One can’t ‘just’ disable it - for Epyc, but particularly Threadripper Non-Uniform Memory Access is a quintessential part of the design, of the very heart of the machine.

It needs to be understood, tweaked and harnessed to it’s full potential with AMD’s chips - not be a handycap like it’s largely been treated in the past.

NUMA can work great if the OS is properly aware of it - linux has demonstrated that to me and many others countless times - first in the data center and then the desktop.

It’s Windows turn to adapt :slight_smile:

2 Likes

Yeah the vfio folks show this too. Gta v in an 8 core VM pinned to the die servicing the graphics card has no problems at all and it’s great. Higest fps and everything.

1 Like

x264 and x265 thread tuning next! So many people will appreciate some code tweaks to that for real time encoding with proper thread utilization on massively high core count platforms!

By disable I really meant stop reporting to windows that it is NUMA so windows thinks it UMA and so won’t try the ideal CPU. The option seems to be there for server products. I know not an ideal solution.

Alas MS can be slow and they may take the line that applications should be NUMA aware. So won’t fix.

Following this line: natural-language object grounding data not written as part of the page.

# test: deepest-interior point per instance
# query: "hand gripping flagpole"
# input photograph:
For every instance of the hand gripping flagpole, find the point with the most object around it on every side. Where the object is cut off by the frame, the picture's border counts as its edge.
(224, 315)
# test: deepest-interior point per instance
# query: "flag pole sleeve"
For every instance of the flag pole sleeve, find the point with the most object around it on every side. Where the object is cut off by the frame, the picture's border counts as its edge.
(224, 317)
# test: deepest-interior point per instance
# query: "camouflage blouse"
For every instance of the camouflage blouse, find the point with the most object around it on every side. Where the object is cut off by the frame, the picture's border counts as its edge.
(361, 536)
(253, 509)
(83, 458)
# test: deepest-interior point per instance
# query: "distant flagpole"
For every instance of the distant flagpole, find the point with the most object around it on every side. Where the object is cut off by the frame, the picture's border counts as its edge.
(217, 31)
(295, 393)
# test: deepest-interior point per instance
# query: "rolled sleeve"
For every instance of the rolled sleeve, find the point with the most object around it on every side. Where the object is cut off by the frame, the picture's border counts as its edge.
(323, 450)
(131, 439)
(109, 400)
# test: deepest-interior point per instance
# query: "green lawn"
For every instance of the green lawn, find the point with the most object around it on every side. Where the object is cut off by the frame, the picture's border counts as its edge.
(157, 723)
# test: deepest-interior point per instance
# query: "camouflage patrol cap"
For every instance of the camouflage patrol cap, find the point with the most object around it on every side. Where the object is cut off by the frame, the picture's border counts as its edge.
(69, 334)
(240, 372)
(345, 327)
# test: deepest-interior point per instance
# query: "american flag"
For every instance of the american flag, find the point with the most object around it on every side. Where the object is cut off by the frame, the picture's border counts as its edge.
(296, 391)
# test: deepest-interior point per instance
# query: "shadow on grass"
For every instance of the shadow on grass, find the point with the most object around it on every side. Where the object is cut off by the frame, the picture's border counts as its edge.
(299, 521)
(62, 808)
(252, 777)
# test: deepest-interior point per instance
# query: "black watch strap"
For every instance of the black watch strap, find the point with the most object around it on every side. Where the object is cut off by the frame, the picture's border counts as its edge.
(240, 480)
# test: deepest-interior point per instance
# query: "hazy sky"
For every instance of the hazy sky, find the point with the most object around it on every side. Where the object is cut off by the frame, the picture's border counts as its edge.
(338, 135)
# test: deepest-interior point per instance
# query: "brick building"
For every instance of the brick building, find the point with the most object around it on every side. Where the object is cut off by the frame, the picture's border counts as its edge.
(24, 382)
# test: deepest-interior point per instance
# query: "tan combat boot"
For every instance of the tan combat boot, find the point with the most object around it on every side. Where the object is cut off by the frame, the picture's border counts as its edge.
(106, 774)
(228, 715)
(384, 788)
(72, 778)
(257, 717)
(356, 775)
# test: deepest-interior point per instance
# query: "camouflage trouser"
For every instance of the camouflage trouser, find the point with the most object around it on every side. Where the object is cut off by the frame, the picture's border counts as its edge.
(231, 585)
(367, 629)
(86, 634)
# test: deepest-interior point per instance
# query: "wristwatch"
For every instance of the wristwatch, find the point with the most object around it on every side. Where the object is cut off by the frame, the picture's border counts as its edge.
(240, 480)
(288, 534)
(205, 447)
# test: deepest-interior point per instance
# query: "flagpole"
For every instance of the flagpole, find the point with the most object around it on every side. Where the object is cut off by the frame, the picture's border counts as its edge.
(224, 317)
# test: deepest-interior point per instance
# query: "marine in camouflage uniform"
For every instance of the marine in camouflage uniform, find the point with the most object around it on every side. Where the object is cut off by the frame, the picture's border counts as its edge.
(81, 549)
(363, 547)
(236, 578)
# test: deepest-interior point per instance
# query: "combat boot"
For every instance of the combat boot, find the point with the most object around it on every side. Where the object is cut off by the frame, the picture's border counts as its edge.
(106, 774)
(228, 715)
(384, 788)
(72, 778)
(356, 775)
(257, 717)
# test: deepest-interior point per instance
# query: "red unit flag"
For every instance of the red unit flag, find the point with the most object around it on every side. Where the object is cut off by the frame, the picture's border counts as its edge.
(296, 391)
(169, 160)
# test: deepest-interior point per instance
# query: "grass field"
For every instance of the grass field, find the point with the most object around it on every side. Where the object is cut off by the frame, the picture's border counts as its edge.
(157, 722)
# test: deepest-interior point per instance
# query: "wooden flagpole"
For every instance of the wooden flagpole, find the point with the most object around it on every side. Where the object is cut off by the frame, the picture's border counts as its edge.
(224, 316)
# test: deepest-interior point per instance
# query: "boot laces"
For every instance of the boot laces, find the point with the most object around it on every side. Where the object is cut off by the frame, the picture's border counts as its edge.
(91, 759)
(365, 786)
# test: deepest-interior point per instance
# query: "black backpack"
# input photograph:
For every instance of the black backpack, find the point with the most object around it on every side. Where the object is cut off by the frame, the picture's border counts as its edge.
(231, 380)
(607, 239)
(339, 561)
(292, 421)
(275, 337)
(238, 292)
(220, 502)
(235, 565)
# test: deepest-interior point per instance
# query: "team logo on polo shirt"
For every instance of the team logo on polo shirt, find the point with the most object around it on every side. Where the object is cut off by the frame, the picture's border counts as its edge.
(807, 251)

It’d been interesting to see dumps of application which do scale well. Are they setting affinity or setting Ideal numa node for groups of threads. My guess if the app is setting ideal CPU the kernal doesn’t

I see …
In that case better ask Wendell. I don’t have any in depth knowledge on this topic and just try to learn about the peculiarities of this workstation hardware for my own work.

However, if I understand you correctly your explanation would also result in significantly worse performance of the overall EPYC and Threadripper offerings compared to Intels design. Worse than it currently is anyway.

Now this is what tech sites are supposed to do :slight_smile:

Wendell… again. :+1:

3 Likes

You would then give up the advantages of apps that need less cores being on one node.

The simple solution is for Microsoft to fix its scheduler, but considering they cannot even get it to stop throwing all its background processes at a single core i suspect it may take some time.

Core Zero For Life! Seriously it is so annoying. It will even throw games on top of everything else. But it is a bit rich me complaining about that because I have no idea how hard it is to fix.